Maybe it's life experiences. On the margins life is more brutal and violent. There, in the midst of that social location, the bible doesn't sound strange at all. It seems to fit. And this seems to be the case worldwide. The bible speaks to the third world, it is alive and powerful. But in the educated and liberal Western world the bible is a shock and a scandal.
Or perhaps something else is going on. But if either of these two factors are in play then it seems that offense at the bible is associated with privilege. Whenever I've heard complaints about the bible being horrible I've generally been talking to a person of advantage and privilege. Generally White. Generally educated. Generally rich (by the world's standards)."
Beck insisted that he was not dismissing the Bible's shocking passages, adding that he wrestles with the text himself. However, he wrote that he was "much less interested" in "the complaints of the privileged" regarding Biblical violence.
Beck's commentary was unsettling to me for several reasons. First, his privileged/marginalized dichotomy regarding who trembles at Biblical atrocities doesn't match up with what I've heard. Second, I worry that by reducing criticism of Biblical violence to the chatter of privileged elites, one makes it easier to ignore the implications of Biblical atrocities.
First, some people from 'privileged' backgrounds have condoned atrocities in the Bible, just as some have condemned those atrocities. For example, Christian apologists such as William Lane Craig and Lee Strobel have defended Biblical genocide stories, as I discussed in a prior post
Similarly, some Christians and non-Christians from marginalized backgrounds have looked closely at Biblical violence. If Beck thinks that marginalized people are largely unfazed by the Bible's violence, he needs to look further. Plenty of commentators from marginalized groups not only shudder at the atrocities in Scripture, but condemn such violence and interpret it through a lens of social justice.

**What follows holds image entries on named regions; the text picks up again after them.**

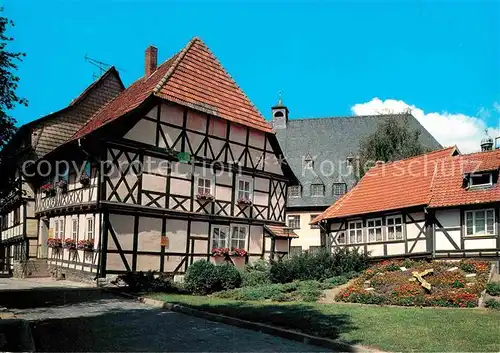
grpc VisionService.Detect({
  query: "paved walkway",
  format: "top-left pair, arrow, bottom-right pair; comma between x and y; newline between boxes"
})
0,281 -> 325,352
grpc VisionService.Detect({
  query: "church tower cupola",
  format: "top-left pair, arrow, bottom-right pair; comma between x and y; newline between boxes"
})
271,91 -> 288,130
481,129 -> 493,152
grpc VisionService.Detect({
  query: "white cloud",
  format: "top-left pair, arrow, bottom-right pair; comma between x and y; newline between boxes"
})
351,98 -> 500,153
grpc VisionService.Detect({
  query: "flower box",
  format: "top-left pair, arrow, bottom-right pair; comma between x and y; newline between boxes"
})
196,193 -> 215,202
57,179 -> 68,192
40,183 -> 56,196
236,197 -> 252,207
47,238 -> 62,249
229,248 -> 247,257
212,248 -> 229,257
78,173 -> 90,186
63,238 -> 76,251
76,239 -> 94,251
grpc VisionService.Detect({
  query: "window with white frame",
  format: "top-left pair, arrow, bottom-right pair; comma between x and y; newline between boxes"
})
288,185 -> 300,197
198,177 -> 213,195
332,183 -> 347,196
366,218 -> 384,242
238,179 -> 252,201
288,216 -> 300,229
465,209 -> 496,235
387,216 -> 403,240
71,218 -> 78,241
337,231 -> 345,244
87,218 -> 94,240
212,226 -> 229,248
349,221 -> 363,244
311,184 -> 325,196
231,225 -> 248,249
469,173 -> 493,188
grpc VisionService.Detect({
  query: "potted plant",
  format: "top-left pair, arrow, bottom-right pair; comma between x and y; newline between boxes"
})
78,172 -> 90,186
40,183 -> 56,196
57,179 -> 68,192
236,197 -> 252,207
196,192 -> 215,202
63,238 -> 76,251
77,239 -> 94,252
229,248 -> 247,268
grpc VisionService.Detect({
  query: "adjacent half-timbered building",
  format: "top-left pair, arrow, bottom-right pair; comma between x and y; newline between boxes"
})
0,67 -> 124,272
36,38 -> 297,278
314,143 -> 500,260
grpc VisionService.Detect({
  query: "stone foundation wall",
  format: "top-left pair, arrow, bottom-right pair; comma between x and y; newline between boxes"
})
49,265 -> 96,284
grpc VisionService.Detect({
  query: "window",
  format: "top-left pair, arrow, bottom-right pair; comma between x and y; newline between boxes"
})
87,218 -> 94,240
337,232 -> 345,244
311,184 -> 325,196
349,221 -> 363,244
238,179 -> 252,201
288,185 -> 300,197
465,209 -> 496,235
366,218 -> 384,242
198,177 -> 213,195
231,226 -> 248,249
288,216 -> 300,229
311,214 -> 319,229
71,218 -> 78,241
469,173 -> 493,187
387,216 -> 403,240
212,226 -> 229,248
14,207 -> 21,226
54,219 -> 64,239
332,183 -> 347,196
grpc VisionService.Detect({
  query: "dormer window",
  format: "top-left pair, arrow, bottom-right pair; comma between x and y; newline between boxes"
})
311,184 -> 325,196
288,185 -> 300,197
469,173 -> 493,188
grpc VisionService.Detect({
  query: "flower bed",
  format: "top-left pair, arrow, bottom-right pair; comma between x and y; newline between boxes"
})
336,259 -> 490,307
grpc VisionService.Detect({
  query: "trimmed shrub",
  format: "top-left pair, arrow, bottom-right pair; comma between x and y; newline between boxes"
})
486,282 -> 500,297
184,260 -> 241,295
270,249 -> 368,283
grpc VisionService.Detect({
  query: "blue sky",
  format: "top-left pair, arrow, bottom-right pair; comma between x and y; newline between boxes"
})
4,0 -> 500,149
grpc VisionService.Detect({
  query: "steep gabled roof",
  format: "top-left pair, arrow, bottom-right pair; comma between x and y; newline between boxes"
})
312,147 -> 456,222
429,150 -> 500,207
73,38 -> 272,139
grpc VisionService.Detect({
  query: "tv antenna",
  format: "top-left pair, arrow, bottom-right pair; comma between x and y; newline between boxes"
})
85,54 -> 112,80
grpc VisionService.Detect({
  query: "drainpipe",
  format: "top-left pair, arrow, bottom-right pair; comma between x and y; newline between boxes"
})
77,138 -> 104,287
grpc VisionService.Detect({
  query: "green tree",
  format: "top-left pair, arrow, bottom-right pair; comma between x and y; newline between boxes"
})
0,8 -> 28,150
357,113 -> 428,180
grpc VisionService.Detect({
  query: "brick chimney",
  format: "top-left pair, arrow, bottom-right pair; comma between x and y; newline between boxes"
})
144,45 -> 158,77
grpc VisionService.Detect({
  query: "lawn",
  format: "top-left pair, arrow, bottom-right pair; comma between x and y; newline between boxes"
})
149,294 -> 500,352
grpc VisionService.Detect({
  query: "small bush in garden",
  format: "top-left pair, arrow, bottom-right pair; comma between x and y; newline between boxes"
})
184,260 -> 241,295
270,249 -> 368,283
486,282 -> 500,297
484,299 -> 500,310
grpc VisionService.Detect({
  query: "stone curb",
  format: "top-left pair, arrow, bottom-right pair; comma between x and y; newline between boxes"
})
102,290 -> 368,353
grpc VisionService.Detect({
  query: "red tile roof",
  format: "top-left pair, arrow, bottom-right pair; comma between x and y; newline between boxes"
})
265,225 -> 299,238
312,147 -> 455,223
73,38 -> 272,139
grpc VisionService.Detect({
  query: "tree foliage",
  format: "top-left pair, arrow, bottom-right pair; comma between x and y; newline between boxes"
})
358,114 -> 428,178
0,8 -> 28,150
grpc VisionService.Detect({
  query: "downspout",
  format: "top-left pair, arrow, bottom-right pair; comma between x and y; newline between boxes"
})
77,138 -> 104,287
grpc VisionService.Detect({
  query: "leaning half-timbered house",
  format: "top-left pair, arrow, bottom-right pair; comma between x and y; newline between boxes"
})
36,38 -> 296,277
313,141 -> 500,260
0,67 -> 124,275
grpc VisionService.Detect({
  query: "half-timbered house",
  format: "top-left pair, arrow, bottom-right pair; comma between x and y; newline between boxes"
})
0,67 -> 124,272
35,38 -> 297,278
313,142 -> 500,260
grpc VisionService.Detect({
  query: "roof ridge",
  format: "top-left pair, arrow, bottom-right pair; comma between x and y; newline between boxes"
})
153,37 -> 199,94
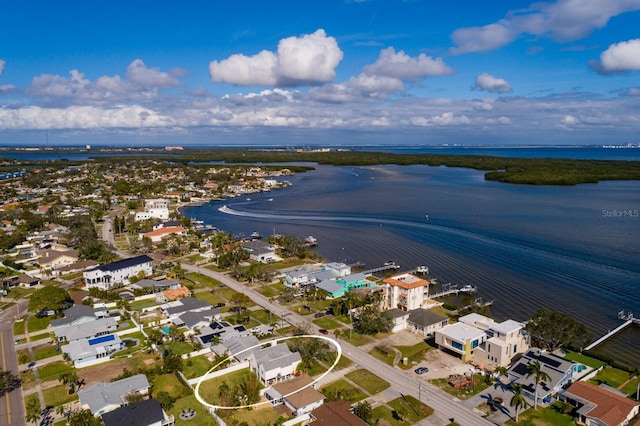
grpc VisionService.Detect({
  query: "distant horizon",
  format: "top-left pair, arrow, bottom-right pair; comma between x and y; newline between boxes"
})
0,0 -> 640,146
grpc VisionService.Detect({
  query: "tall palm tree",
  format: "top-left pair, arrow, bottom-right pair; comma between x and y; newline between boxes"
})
527,360 -> 551,410
509,383 -> 527,423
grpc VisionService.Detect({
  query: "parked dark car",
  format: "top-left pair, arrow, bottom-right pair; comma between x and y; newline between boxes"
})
413,367 -> 429,374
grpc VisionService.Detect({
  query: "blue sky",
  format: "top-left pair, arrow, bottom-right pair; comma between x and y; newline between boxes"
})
0,0 -> 640,146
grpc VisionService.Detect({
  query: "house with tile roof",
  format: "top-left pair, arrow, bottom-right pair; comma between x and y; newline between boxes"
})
78,374 -> 150,416
140,226 -> 187,243
249,343 -> 302,386
507,348 -> 584,405
382,273 -> 429,311
265,374 -> 325,417
102,399 -> 175,426
559,381 -> 640,426
82,255 -> 153,290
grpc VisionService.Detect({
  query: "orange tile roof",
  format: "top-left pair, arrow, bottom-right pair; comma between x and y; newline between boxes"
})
382,275 -> 429,290
567,381 -> 640,425
162,287 -> 190,300
144,226 -> 185,237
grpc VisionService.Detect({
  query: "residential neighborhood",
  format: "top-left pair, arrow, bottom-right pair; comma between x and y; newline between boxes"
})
0,156 -> 640,426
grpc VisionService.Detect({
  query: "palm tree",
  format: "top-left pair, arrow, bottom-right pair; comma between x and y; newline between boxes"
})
527,360 -> 551,410
509,383 -> 527,423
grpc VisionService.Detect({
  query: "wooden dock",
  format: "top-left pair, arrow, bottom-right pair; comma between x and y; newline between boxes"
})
584,311 -> 640,351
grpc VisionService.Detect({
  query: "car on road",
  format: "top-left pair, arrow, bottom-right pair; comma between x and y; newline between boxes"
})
413,367 -> 429,374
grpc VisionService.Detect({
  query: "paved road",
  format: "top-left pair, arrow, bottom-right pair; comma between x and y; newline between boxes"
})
0,300 -> 27,426
181,264 -> 493,426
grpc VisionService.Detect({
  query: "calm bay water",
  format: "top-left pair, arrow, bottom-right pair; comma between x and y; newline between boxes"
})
183,161 -> 640,367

For instance, in a patriarchal society, women are a marginalized. Some of the most insightful examinations and rejections of Biblical atrocities against women have come from female theologians. From Phyllis Trible's Texts of Terror to Pamela Cooper-White's The Cry of Tamar, from Cheryl Anderson's Women, Ideology and Violence to Renita Weems' Battered Love: Marriage, Sex and Violence in the Hebrew Prophets, women have cried out against the misogynist violence of the Bible.
In a predominantly white society, people of color are marginalized. Commentators of color have articulated hard-hitting responses to the atrocities in the Bible. For example, in "A Native American Perspective: Canaanites, Cowboys, and Indians"*, Robert Allen Warrior (Osage) urges readers to examine Old Testament stories "with Canaanite eyes" as he likens the European conquest of the Native Americans to the Israelite conquest of the Canaanites. Also, in "The Letter Killeth", Hector Avalos frowns upon the atrocities in the Bible, calling for a decanonization of Biblical texts that celebrate violence. Avalos urges peace-loving Christians "to follow the logic of a pacifistic theological principle that any depiction of God as violent must be understood as false. Violence in our canon can be viewed as a theological corruption we have allowed to exist and poison us long enough." There are plenty of voices from the margins criticizing the Bible's violent passages, and they're not hard to find.
Ultimately, none of this changes the fact that the violent passages in the Bible depict atrocities. Even if voices from the margins were not calling them out, would that make them any less horrific? Stories such as the divinely-sanctioned Canaanite genocide or the mistreatment of sexual assault victims justify oppression, violence, and marginalization. If we value justice and human dignity, we cannot turn a blind eye to these stories. Evil is evil, whether it's being pointed out by 'privileged' observers or people from the margins.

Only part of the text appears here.